Spellbound
- First edition
- Author: Anna Dale
- Language: English
- Genre: fantasy, magic
- Publisher: Bloomsbury Publishing
- Publication date: 2008
- Publication place: United Kingdom
- Media type: Print (Hardback and paperback)
- Pages: 280 pp
- ISBN: 978-0-7475-9479-6

= Spellbound (Dale novel) =

2008 children's novel by Anna Dale

Spellbound is a 2008 fantasy/magic novel for children and the 3rd to have been written by British author Anna Dale, the author of Whispering to Witches and Dawn Undercover.
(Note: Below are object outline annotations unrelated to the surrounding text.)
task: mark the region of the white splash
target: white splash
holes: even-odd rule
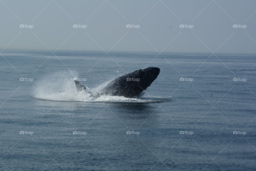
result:
[[[77,73],[75,75],[78,75]],[[36,89],[34,92],[34,97],[37,99],[54,101],[141,103],[163,101],[170,97],[156,97],[154,100],[154,98],[152,99],[149,97],[137,99],[107,95],[93,97],[90,93],[85,91],[77,92],[73,81],[74,77],[70,72],[58,72],[53,75],[46,76],[39,80],[34,87]],[[111,81],[89,89],[89,90],[97,94]],[[83,84],[82,82],[81,83]]]

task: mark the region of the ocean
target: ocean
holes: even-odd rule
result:
[[[255,55],[1,54],[0,170],[256,170]],[[138,98],[73,81],[97,92],[151,66],[160,73]]]

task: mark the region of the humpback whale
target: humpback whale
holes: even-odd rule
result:
[[[160,72],[158,68],[149,67],[125,74],[110,82],[97,95],[136,97],[151,85]],[[74,79],[74,82],[78,91],[88,91],[76,79]],[[91,94],[93,96],[95,96]]]

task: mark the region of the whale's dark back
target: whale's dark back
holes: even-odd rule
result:
[[[112,81],[101,93],[128,97],[138,96],[150,85],[160,72],[158,68],[149,67],[126,74]]]

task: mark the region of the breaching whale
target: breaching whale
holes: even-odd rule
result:
[[[160,72],[160,69],[156,67],[149,67],[136,70],[112,80],[101,90],[98,95],[91,94],[93,96],[105,95],[127,97],[136,97],[151,85]],[[78,91],[88,91],[85,87],[76,79],[74,79],[74,82]]]

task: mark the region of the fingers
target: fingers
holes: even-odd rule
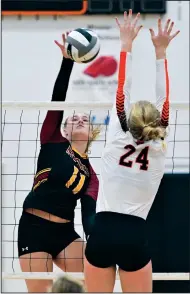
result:
[[[179,33],[180,31],[177,31],[175,34],[171,35],[170,40],[174,39]]]
[[[123,19],[124,19],[124,23],[126,24],[127,23],[127,11],[124,12]]]
[[[136,28],[136,32],[137,32],[137,35],[138,35],[138,33],[139,33],[139,31],[142,29],[142,25],[141,26],[138,26],[137,28]]]
[[[120,22],[117,17],[115,18],[115,21],[116,21],[116,24],[118,25],[118,27],[120,28],[121,25],[120,25]]]
[[[158,19],[158,33],[159,34],[162,33],[162,21],[161,21],[161,18]]]
[[[54,42],[55,42],[55,44],[60,48],[60,49],[62,49],[62,47],[63,47],[63,45],[62,44],[60,44],[58,41],[56,41],[56,40],[54,40]]]
[[[169,27],[169,29],[168,29],[168,34],[169,34],[169,35],[171,34],[171,32],[172,32],[172,30],[173,30],[173,26],[174,26],[174,22],[172,21],[172,23],[171,23],[171,25],[170,25],[170,27]]]
[[[65,34],[62,34],[62,40],[63,40],[63,46],[65,46],[65,42],[66,42]]]
[[[153,30],[153,29],[149,29],[149,31],[150,31],[150,34],[151,34],[151,38],[154,38],[154,37],[155,37],[155,32],[154,32],[154,30]]]
[[[139,18],[140,18],[140,13],[137,13],[137,15],[136,15],[136,17],[134,19],[134,22],[133,22],[134,27],[137,25],[137,22],[138,22]]]
[[[171,19],[168,19],[167,22],[166,22],[166,24],[165,24],[165,27],[164,27],[164,32],[165,33],[168,31],[168,27],[169,27],[170,21],[171,21]]]
[[[125,15],[127,17],[127,12],[126,11],[124,12],[124,17],[125,17]],[[127,24],[130,24],[131,23],[131,21],[132,21],[132,15],[133,15],[132,9],[129,9],[129,14],[128,14],[127,21],[126,21]]]

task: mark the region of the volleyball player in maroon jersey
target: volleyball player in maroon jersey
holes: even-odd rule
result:
[[[63,44],[55,43],[63,61],[52,101],[64,101],[73,61],[65,51],[65,35]],[[83,271],[84,242],[74,229],[74,210],[80,199],[83,229],[88,236],[96,210],[98,179],[87,150],[98,130],[91,125],[89,115],[80,113],[68,117],[61,132],[62,119],[63,111],[48,111],[41,129],[37,172],[18,229],[24,272],[51,272],[53,263],[67,272]],[[46,292],[51,283],[26,280],[29,292]]]

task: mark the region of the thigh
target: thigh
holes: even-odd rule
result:
[[[121,221],[117,227],[117,265],[124,271],[138,271],[151,260],[146,222],[134,216],[126,216]]]
[[[119,269],[121,288],[124,293],[150,293],[152,292],[152,263],[148,262],[143,268],[126,272]]]
[[[53,261],[65,272],[82,272],[84,250],[85,242],[81,238],[77,238],[62,250]]]
[[[85,257],[91,265],[98,268],[115,266],[114,238],[114,228],[107,215],[98,213],[85,250]]]
[[[47,224],[48,221],[23,212],[18,227],[19,257],[34,252],[46,252],[51,255],[51,231]]]

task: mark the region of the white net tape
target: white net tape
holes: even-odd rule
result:
[[[17,229],[22,204],[31,189],[39,153],[40,128],[47,110],[64,110],[64,120],[73,112],[87,112],[102,132],[89,158],[99,175],[101,152],[106,142],[110,103],[3,102],[2,104],[2,270],[3,279],[54,279],[54,273],[21,273],[17,253]],[[189,172],[189,104],[173,103],[166,172]],[[84,238],[77,205],[75,229]],[[72,273],[83,278],[82,273]],[[189,273],[154,273],[154,280],[189,280]]]

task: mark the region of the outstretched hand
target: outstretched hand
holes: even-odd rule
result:
[[[55,42],[55,44],[61,49],[61,52],[62,52],[62,54],[63,54],[63,57],[72,59],[72,58],[67,54],[67,50],[66,50],[66,48],[65,48],[66,38],[67,38],[67,36],[68,36],[69,33],[70,33],[70,32],[66,32],[66,34],[62,34],[62,40],[63,40],[63,43],[62,43],[62,44],[59,43],[59,42],[56,41],[56,40],[55,40],[54,42]]]
[[[140,13],[137,13],[134,20],[132,20],[132,16],[132,9],[130,9],[128,15],[126,11],[124,12],[124,21],[122,24],[119,22],[118,18],[116,18],[116,23],[120,30],[120,40],[122,44],[127,44],[129,42],[132,43],[142,28],[142,26],[137,26]]]
[[[158,19],[158,34],[156,35],[153,29],[150,29],[151,39],[152,43],[155,47],[155,49],[162,48],[166,49],[180,31],[175,32],[174,34],[171,34],[174,26],[174,22],[171,22],[170,19],[167,20],[164,29],[162,28],[162,21],[159,18]]]

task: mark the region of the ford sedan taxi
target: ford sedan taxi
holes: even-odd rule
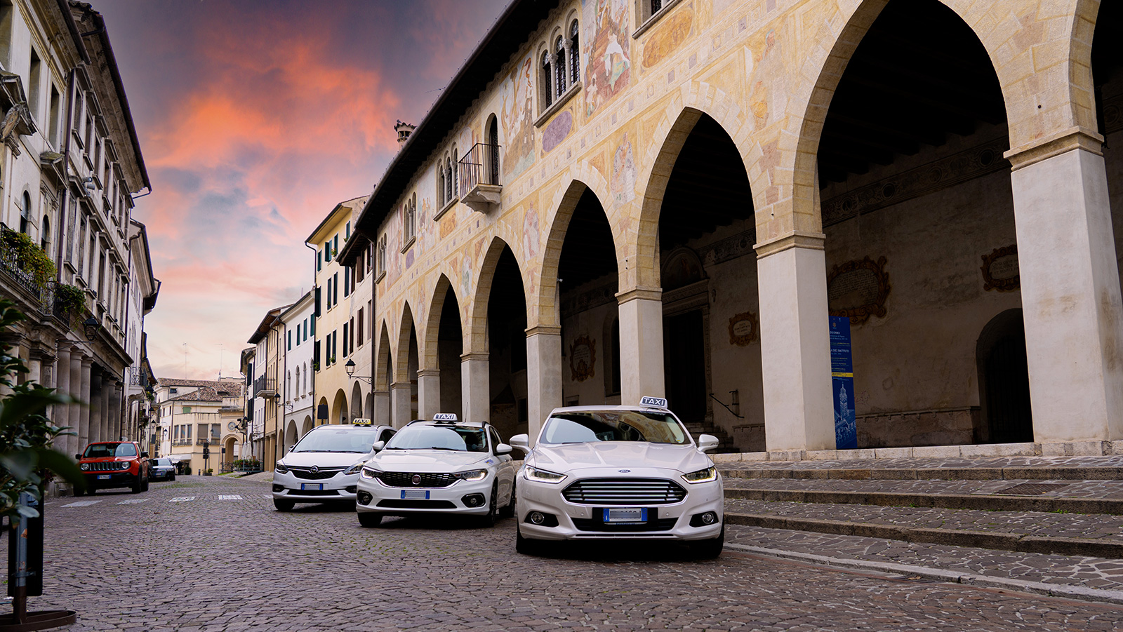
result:
[[[527,452],[517,478],[515,548],[531,553],[544,541],[654,539],[690,543],[716,557],[725,538],[721,474],[666,400],[640,406],[555,409],[538,442],[517,434]]]
[[[451,513],[495,524],[514,506],[511,446],[489,423],[457,421],[442,413],[411,421],[363,466],[355,510],[359,524],[384,515]]]

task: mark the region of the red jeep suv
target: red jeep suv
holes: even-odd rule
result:
[[[148,452],[141,452],[136,441],[90,443],[74,458],[85,475],[88,494],[110,487],[131,487],[134,494],[148,491]]]

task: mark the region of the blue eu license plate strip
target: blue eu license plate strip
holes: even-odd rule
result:
[[[603,520],[605,524],[647,522],[646,507],[604,507],[603,511]]]

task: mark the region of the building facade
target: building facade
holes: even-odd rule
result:
[[[517,0],[336,258],[375,250],[376,419],[1110,449],[1119,4]]]

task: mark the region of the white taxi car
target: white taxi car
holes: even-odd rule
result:
[[[657,539],[688,542],[716,557],[725,539],[721,474],[704,452],[710,434],[691,438],[666,400],[639,406],[555,409],[518,476],[515,549],[545,540]]]
[[[273,469],[273,506],[291,511],[296,503],[354,503],[359,468],[374,456],[375,442],[394,432],[369,419],[309,430]]]
[[[363,466],[355,510],[359,524],[384,515],[454,513],[495,524],[501,509],[514,509],[511,446],[489,423],[459,422],[442,413],[417,420]]]

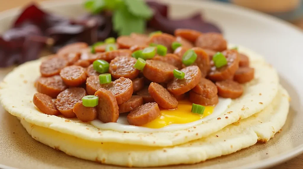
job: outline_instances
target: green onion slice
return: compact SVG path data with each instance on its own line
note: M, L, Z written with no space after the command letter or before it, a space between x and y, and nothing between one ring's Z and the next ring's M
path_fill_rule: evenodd
M167 48L162 45L157 45L157 53L160 56L165 56L167 52Z
M182 57L182 62L188 66L192 64L197 59L197 54L192 49L189 49L184 53Z
M200 105L192 103L191 106L191 111L193 113L198 113L200 115L203 114L205 109L205 107Z
M138 58L134 67L138 70L143 70L146 64L146 63L145 62L145 60L142 58Z
M104 73L99 75L100 84L108 83L112 82L112 75L110 73Z
M99 73L104 73L108 72L109 63L104 60L96 60L93 62L93 67Z
M98 105L99 98L93 95L86 96L82 98L82 104L85 107L93 107Z
M174 69L173 71L174 73L174 76L177 79L184 79L184 76L185 76L185 73L183 72L182 72L177 69Z

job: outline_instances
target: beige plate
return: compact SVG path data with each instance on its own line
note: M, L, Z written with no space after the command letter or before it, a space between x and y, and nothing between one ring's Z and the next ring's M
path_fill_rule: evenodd
M281 133L265 144L257 144L231 155L179 168L259 168L269 167L303 151L303 34L288 24L267 15L234 6L189 0L161 1L171 4L174 17L203 11L215 23L228 41L241 44L263 55L276 67L281 83L291 97L291 109ZM81 0L52 1L43 6L58 14L75 16L84 12ZM183 1L183 2L182 2ZM9 26L18 11L0 14L0 32ZM0 70L2 79L11 69ZM18 93L15 93L18 94ZM0 109L0 168L120 168L70 157L35 141L17 118ZM101 167L101 168L100 168ZM167 168L170 167L158 168Z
Spellbound is used by the University of Winchester as an example of a book produced by an alumnus of their Creative Writing program who has gone on to become a successful author.

== Plot ==
12-year-old Athene Enright is bossy and cruel to her cheery, 6-year-old brother, Zach. On their family summer holiday she encounters a separate species from humans called the Humble Gloam. When she makes best friends with two of them, Humdudgeon and Huffkin, Athene learns about the Low Gloam and their prisoners. Is this a perfect way to get rid of Zach?

However, before long Athene starts to see how much her brother really means to her and so with Humdudgeon and Huffkin she begins an unforgettable journey to save her brother and all the prisoners from the dreaded Low Gloam.

== Characters ==
- Athene Enright: clever but bossy and very moody. Athene loathes her little brother, Zach, but does she really?
- Zachery Enright: Zach for short, he is happy-go-lucky and adores his sister despite her hatred for him.
- Humdudgeon: Athene's humble Gloam friend, kind and wise, but hides behind the lie of his injured leg.
- Huffkin: Athene's other humble Gloam friend, she is friendly and fun with a great personality.

== Reception ==

On publication the novel was generally well received. Anna Gannon of Inis magazine said she saw "parallels to Alice in Wonderland".
. American reviewer Usha Reynolds called the book "charming and funny". Books for Keeps' Huw Thomas described it as a "beautifully crafted tale."

The book has been recommended as an example of magical storytelling by the Daily Telegraph's Toby Clements. Other reviewers have said it reminds them of the works of Enid Blyton and C. S. Lewis.

5 editions of the book have been published between 2008 and 2010.